Il Circolo “Il Pungitopo” di Ancona, il Comitato Mezzavalle Libera, le associazioni Italia Nostra Ancona, Forum Paesaggio Marche, Aps Portonovo per Tutti e Comitato Mare Libero chiedono al Comune di Ancona chiarimenti sull’accesso e modalita’ di fruizione delle spiagge libere della città durante la fase 2 dell’emergenza sanitaria per il Covid-19. «Le soluzioni proposte e adottate, qualsiasi esse siano, è opportuno che siano sottoposte ad un periodo di sperimentazione di alcune settimane, meglio se non superiori a tre, in considerazione della continua evoluzione del contagio.- esredisce una nota congiunta delle associazioni – Il litorale anconetano è caratterizzato da un’ampia diversificazione della tipologia delle spiagge libere e dei relativi accessi; per questo riteniamo che andrebbero adottate soluzioni differenziate, auspicabilmente condivise con le associazioni e comitati del territorio che da anni si adoperano per l’uso sostenibile e responsabile delle diverse spiagge libere».

Nell’eventualità che sia necessario stabilire un accesso contingentato alle spiagge libere, da garantire comunque gratuito, le associazioni chiedono un confronto, per essere ascoltate «sl numero massimo di presenze ammissibili -peraltro già da noi stimato in base alle ultime disposizioni regionali (ad es. relativamente alla spiaggia di Mezzavalle) e alle modalità di controllo degli accessi e alla prevenzione di eventuali comportamenti individuali scorretti, per scongiurare in ogni caso l’espansione del contagio; in particolare, se si ritenesse di adottare una qualsivoglia App per la prenotazione dei posti in spiaggia, chiediamo di poter contribuire alla definizione dei criteri e delle modalità che ne regoleranno il funzionamento.
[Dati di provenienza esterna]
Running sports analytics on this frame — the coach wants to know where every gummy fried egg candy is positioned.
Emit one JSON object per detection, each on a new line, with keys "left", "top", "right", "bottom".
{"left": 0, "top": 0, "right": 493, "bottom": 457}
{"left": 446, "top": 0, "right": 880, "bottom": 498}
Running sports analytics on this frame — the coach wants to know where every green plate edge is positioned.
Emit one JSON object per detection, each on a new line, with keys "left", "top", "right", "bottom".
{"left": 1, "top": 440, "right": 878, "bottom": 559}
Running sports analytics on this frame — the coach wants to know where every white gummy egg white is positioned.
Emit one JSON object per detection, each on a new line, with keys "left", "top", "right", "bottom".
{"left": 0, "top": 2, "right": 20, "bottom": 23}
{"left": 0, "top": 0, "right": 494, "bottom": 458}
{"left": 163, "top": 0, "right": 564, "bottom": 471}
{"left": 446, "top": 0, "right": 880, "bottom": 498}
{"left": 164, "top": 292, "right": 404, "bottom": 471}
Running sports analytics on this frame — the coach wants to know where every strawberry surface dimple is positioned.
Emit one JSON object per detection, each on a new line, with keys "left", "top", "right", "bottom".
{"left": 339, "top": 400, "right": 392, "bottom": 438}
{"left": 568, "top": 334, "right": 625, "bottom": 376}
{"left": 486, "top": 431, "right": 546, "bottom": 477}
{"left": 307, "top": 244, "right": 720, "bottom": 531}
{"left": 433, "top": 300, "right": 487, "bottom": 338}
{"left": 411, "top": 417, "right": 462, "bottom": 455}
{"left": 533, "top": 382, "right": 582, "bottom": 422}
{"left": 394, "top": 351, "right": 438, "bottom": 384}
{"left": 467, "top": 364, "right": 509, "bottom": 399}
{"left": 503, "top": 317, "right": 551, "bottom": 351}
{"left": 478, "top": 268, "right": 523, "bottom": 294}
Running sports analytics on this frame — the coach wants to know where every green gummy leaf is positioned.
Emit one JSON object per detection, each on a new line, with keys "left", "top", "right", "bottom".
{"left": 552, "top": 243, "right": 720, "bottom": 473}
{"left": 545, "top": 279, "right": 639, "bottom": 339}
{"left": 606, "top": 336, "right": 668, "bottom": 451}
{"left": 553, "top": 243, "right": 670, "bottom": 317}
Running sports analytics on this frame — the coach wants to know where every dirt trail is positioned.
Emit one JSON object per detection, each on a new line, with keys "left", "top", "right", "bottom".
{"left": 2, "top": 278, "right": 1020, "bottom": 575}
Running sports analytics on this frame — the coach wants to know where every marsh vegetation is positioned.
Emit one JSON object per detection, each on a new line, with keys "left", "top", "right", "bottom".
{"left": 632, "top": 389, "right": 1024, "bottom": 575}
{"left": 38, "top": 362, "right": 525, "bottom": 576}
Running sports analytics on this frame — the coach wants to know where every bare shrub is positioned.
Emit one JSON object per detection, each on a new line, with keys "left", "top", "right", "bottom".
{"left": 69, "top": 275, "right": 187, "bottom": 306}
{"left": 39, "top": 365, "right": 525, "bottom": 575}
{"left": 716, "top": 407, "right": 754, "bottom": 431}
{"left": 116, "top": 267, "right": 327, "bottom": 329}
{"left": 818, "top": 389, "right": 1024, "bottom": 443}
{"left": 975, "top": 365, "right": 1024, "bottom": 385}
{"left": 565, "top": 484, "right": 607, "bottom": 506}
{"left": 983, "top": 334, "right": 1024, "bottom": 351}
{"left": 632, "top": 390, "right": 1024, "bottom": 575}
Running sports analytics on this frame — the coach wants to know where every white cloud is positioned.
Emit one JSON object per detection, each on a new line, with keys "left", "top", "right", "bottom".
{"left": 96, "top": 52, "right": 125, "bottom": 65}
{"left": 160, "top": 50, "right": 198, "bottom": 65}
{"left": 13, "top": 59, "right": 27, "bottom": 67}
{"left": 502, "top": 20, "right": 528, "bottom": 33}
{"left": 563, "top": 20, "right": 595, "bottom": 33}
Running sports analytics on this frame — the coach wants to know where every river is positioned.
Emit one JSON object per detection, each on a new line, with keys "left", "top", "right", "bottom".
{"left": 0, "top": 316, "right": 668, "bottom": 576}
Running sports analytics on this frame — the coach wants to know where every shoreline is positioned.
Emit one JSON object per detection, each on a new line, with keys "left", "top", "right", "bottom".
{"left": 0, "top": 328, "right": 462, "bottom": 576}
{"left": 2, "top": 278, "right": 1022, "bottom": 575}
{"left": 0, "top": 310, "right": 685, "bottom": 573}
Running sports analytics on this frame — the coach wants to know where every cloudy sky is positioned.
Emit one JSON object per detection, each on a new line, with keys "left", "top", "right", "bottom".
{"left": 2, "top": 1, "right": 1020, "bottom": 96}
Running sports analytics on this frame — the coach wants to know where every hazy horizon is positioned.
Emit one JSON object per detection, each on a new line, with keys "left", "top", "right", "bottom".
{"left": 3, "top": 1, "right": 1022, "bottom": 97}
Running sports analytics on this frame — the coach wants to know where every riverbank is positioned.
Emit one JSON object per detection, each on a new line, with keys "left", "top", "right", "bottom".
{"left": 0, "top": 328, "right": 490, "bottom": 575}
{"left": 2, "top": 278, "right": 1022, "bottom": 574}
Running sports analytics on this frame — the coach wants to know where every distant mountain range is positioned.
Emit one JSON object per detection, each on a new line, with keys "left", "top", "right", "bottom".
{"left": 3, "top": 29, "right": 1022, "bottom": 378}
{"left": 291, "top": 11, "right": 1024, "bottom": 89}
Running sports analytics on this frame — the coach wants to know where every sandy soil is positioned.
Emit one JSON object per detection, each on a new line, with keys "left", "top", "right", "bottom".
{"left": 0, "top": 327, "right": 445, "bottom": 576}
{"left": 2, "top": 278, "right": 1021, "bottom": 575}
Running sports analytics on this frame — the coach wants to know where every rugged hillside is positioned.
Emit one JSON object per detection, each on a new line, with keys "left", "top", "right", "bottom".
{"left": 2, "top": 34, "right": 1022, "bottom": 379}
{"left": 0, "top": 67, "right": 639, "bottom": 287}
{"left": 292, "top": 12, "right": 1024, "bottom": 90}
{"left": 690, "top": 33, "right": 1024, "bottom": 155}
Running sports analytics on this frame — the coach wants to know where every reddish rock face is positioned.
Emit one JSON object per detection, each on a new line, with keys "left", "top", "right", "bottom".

A questo proposito – prosegue il comunicato – riteniamo possa essere utile, per favorire il massimo e più equo utilizzo delle spiagge da parte di frequentatori, sia residenti che turisti, adottare un app che sia in grado di garantire insieme una efficace prenotazione e un monitoraggio in tempo reale delle presenze in spiaggia e non lesiva del diritto di ognuno di poter fare attività motoria (camminare nei 5 mt. dalla battigia e di nuotare senza poi fermarsi in spiaggia)».